Thought of the Week - What do people think about sustainable investments?
One of the more common questions I get from readers is whether people who are fans of ESG investments are willing to give up performance. I have argued here why I think this argument is flawed and shown here that, in practice, there is no trade-off between sustainability and returns. Apart from that, you can read here that investors are willing to give up quite substantial returns for the privilege of aligning their investment choices with their values.
But there is also the human tendency of motivated reasoning. If you invest in sustainable investments, you start to believe that these investments have higher performance. Or is it the other way round? That is what I was asking myself when I read the results of a new survey of investors.
The survey asked some 18,000 US retail investors what they thought about ESG investments and why they invested in them. One of the key outcomes was that, on average, investors think that ESG investments will have substantially lower returns over the next 10 years than the market. And notably, with the advent of the Ukraine war and the subsequent rally in energy prices and energy stocks, the gap between expected returns for the market and ESG investments widened a lot.
But just because the average investor thinks that ESG investments have lower returns doesn’t mean they will not invest in it. The chart below shows the expected return difference between ESG investments and market returns and the share of ESG investments in the portfolio of these investors. To nobody’s surprise, investors who think that ESG investments will substantially outperform the market had higher allocations to ESG. But note that the second-highest allocation to ESG investments was found in people who thought these investments would underperform the market by 1-2% per year. This gives you an indication of how much performance some investors are willing to sacrifice.
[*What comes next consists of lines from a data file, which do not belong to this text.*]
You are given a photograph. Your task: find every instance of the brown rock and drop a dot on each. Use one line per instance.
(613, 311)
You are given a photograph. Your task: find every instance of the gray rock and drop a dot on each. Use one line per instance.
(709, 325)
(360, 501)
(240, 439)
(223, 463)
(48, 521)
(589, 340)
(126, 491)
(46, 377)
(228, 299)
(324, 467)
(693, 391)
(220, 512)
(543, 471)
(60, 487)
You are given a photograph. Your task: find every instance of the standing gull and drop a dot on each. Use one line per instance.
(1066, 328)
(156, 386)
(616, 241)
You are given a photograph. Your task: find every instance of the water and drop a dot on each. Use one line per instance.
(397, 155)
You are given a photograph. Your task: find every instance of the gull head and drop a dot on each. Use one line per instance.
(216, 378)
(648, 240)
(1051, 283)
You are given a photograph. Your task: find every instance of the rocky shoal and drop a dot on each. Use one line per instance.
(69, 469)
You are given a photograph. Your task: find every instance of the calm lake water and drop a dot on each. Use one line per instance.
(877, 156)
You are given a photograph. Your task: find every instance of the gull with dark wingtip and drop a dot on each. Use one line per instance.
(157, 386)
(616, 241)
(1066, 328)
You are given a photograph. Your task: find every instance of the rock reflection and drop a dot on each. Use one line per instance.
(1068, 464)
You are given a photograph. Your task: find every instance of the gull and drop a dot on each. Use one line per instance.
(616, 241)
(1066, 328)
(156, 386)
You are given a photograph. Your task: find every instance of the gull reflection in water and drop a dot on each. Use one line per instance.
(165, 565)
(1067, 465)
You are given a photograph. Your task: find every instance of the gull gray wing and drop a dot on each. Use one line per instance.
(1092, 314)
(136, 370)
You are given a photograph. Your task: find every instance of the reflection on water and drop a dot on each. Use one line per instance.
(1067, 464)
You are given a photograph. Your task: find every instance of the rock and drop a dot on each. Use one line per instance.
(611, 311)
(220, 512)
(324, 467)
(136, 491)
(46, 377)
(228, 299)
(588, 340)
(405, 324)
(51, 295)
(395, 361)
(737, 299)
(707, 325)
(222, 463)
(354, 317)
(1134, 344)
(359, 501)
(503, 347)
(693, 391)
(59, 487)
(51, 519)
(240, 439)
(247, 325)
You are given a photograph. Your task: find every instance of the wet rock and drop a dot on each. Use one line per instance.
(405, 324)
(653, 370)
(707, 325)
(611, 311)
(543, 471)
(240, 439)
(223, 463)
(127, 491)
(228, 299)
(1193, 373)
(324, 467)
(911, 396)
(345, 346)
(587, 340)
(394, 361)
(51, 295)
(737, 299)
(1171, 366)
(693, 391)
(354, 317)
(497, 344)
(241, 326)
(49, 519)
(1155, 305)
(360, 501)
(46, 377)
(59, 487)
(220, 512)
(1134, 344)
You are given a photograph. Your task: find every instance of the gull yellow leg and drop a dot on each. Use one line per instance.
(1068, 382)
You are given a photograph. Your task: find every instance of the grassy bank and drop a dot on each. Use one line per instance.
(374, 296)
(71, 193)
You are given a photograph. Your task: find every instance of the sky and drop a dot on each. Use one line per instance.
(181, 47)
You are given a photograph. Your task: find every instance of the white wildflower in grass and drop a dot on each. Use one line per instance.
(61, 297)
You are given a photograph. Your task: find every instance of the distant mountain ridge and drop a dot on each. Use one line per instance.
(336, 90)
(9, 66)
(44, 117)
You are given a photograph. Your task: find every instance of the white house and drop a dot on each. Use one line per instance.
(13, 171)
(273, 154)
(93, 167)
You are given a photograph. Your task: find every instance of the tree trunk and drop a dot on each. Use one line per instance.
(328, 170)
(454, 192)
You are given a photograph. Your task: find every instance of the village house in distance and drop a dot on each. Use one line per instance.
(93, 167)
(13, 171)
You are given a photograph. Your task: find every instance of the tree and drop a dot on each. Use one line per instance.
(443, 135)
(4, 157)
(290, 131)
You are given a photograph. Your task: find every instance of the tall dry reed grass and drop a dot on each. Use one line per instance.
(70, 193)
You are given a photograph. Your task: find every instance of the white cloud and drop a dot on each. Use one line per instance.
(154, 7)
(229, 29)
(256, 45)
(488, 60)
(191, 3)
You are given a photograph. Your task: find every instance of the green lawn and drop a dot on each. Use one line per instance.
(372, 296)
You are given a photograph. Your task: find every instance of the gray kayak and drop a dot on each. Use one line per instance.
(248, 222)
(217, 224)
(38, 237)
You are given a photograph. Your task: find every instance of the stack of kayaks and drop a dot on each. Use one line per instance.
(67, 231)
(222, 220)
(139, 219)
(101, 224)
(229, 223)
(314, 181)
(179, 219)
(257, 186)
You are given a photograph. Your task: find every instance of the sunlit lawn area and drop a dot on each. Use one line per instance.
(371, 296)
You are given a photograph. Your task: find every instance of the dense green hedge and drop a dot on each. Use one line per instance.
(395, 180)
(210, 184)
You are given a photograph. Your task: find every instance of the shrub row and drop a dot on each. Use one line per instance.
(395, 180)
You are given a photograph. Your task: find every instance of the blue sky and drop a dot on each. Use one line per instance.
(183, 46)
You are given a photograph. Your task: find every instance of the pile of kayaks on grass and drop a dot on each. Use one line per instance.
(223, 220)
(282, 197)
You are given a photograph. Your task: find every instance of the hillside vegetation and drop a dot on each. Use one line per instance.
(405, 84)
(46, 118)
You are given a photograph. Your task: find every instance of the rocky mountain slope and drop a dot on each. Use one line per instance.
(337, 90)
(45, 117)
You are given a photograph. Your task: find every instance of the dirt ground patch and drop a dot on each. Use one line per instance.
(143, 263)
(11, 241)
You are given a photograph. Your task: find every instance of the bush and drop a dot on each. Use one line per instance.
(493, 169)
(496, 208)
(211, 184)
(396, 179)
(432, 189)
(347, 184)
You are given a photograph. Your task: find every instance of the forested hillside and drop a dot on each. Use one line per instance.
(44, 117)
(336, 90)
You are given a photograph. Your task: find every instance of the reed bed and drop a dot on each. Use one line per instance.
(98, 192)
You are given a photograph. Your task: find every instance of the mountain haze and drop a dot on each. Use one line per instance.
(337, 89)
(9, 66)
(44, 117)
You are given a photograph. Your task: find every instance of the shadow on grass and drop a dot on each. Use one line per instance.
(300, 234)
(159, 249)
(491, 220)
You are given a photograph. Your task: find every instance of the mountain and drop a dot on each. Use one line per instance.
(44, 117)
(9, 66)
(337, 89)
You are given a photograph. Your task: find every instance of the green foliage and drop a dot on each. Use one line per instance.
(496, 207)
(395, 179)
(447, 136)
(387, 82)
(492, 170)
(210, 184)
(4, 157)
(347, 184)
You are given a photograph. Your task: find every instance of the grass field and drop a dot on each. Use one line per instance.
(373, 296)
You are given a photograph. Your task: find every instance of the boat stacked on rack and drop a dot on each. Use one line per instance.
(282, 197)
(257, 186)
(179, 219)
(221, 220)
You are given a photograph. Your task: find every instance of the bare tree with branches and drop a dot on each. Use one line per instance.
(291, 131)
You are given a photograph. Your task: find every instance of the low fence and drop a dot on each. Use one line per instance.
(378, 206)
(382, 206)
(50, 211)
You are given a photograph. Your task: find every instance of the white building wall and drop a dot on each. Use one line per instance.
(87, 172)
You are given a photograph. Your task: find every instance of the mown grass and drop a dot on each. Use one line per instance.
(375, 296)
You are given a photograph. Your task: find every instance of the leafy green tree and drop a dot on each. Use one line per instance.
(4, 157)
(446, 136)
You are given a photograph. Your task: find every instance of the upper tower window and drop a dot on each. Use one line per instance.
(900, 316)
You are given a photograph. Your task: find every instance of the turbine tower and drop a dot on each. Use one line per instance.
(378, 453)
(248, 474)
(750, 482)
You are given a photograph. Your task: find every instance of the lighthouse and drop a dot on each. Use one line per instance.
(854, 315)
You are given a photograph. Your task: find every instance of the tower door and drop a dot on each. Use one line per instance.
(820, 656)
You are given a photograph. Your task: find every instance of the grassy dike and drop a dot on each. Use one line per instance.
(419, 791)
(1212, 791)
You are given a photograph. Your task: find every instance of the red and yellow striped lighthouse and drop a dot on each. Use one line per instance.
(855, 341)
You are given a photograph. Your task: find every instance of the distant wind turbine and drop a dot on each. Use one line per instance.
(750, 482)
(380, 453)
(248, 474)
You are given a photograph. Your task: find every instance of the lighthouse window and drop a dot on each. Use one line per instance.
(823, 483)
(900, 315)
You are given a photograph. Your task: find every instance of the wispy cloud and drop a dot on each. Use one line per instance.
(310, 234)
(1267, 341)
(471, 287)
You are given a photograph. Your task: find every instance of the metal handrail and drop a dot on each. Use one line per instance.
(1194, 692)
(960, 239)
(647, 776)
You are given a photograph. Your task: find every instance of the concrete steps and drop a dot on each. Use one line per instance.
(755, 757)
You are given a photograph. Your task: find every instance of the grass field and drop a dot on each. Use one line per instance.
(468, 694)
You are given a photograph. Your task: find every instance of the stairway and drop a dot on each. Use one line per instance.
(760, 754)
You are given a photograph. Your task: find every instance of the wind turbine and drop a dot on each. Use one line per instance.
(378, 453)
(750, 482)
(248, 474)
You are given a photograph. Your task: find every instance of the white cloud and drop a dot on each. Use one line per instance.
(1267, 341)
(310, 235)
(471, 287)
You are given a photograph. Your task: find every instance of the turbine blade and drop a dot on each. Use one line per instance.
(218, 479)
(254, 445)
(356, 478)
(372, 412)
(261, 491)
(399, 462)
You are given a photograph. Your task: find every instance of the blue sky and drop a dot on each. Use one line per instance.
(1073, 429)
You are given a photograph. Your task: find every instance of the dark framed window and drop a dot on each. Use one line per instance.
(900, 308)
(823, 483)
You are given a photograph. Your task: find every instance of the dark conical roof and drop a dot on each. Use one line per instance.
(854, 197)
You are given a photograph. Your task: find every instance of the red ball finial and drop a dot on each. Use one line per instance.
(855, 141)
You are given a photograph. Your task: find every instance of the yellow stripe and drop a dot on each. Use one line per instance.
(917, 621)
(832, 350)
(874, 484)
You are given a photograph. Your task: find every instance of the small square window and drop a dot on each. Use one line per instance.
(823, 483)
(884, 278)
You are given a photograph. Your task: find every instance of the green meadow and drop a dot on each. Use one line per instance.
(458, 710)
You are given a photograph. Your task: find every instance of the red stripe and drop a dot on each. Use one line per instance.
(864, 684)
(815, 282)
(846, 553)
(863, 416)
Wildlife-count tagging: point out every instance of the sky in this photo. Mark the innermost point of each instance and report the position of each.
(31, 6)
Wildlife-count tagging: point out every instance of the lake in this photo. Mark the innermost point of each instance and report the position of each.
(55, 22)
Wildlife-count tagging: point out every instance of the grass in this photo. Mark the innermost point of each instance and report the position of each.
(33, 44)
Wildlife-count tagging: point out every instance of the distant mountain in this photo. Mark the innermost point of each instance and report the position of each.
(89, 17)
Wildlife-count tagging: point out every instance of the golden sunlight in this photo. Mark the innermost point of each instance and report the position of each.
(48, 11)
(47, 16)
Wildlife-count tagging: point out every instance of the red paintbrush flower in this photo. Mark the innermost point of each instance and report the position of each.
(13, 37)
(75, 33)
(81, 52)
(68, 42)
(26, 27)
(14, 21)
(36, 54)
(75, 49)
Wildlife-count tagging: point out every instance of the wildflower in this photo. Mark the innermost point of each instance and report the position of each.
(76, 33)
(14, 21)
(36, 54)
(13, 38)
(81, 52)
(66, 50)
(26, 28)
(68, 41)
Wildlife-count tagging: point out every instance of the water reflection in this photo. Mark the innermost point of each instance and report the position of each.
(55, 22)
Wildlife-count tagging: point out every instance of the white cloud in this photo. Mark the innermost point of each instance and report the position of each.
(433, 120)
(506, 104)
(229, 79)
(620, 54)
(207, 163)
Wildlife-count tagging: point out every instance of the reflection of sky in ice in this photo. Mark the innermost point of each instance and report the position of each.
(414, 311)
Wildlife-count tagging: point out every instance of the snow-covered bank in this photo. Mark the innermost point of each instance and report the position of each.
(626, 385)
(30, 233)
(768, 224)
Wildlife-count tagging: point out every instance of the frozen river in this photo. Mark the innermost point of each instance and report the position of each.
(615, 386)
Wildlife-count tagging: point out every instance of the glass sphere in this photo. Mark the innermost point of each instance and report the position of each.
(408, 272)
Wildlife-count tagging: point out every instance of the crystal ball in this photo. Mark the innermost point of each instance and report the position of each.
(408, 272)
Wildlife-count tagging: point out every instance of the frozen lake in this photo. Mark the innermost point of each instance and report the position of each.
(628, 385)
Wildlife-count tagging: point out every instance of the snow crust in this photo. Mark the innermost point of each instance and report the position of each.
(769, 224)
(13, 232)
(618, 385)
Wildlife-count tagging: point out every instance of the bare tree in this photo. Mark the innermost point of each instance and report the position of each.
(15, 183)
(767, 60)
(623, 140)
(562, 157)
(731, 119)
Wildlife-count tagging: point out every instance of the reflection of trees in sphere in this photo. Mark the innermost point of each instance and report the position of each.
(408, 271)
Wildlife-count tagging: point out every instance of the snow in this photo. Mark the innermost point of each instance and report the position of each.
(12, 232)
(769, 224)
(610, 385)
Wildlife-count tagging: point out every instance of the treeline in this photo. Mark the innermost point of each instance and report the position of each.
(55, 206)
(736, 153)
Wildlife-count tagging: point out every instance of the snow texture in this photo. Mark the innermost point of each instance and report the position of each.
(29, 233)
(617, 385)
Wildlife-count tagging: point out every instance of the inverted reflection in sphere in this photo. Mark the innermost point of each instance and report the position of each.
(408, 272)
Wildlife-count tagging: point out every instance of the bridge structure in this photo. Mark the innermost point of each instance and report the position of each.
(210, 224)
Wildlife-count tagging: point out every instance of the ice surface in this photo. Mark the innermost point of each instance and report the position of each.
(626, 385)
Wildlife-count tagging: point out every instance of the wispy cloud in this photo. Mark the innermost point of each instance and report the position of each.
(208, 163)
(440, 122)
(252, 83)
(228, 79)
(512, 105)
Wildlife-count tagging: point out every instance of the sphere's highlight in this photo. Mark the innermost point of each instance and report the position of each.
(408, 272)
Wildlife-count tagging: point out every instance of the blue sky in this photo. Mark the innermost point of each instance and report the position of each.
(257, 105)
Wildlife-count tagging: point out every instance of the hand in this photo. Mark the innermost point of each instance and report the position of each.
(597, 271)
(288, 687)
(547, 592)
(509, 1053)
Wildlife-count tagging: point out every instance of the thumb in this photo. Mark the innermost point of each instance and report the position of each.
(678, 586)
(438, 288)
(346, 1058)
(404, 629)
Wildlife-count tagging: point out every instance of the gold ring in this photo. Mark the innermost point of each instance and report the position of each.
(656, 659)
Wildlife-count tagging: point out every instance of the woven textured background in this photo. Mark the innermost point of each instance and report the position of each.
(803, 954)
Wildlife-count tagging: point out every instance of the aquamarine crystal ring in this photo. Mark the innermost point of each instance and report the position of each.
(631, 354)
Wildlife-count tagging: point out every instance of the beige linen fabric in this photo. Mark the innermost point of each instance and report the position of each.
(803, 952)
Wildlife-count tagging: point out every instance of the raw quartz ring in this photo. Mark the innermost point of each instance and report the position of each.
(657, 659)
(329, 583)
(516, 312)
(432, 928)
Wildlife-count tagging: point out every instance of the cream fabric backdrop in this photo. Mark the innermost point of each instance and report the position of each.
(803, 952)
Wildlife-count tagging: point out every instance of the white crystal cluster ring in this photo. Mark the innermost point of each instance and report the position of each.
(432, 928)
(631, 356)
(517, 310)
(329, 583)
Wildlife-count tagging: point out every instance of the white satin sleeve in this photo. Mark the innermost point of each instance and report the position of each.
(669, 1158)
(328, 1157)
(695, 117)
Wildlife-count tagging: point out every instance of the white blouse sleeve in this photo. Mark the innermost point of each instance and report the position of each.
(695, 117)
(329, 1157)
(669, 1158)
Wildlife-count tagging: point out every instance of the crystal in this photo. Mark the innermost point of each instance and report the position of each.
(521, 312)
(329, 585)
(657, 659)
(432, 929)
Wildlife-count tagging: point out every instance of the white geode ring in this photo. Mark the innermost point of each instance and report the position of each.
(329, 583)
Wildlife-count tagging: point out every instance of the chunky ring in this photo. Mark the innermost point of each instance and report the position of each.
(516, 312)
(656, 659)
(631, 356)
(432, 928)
But look at today’s final chart below showing the beliefs of people who invest in ESG assets not for return reasons but because it is the right thing to do. Higher allocations to ESG investments go along with higher return expectations. If it is the ‘right thing to do’ why should ESG investments outperform the market? In my view, the chart is plotted the wrong way around. Instead of showing the allocation as a function of the expected return of ESG investments they should have plotted the expected return of ESG investments as a function of portfolio allocation. Because, I suspect, many investors first decide to invest in ESG because ‘it is the right thing to do’ and then, when asked about their return expectations for these investments provide an overly optimistic answer.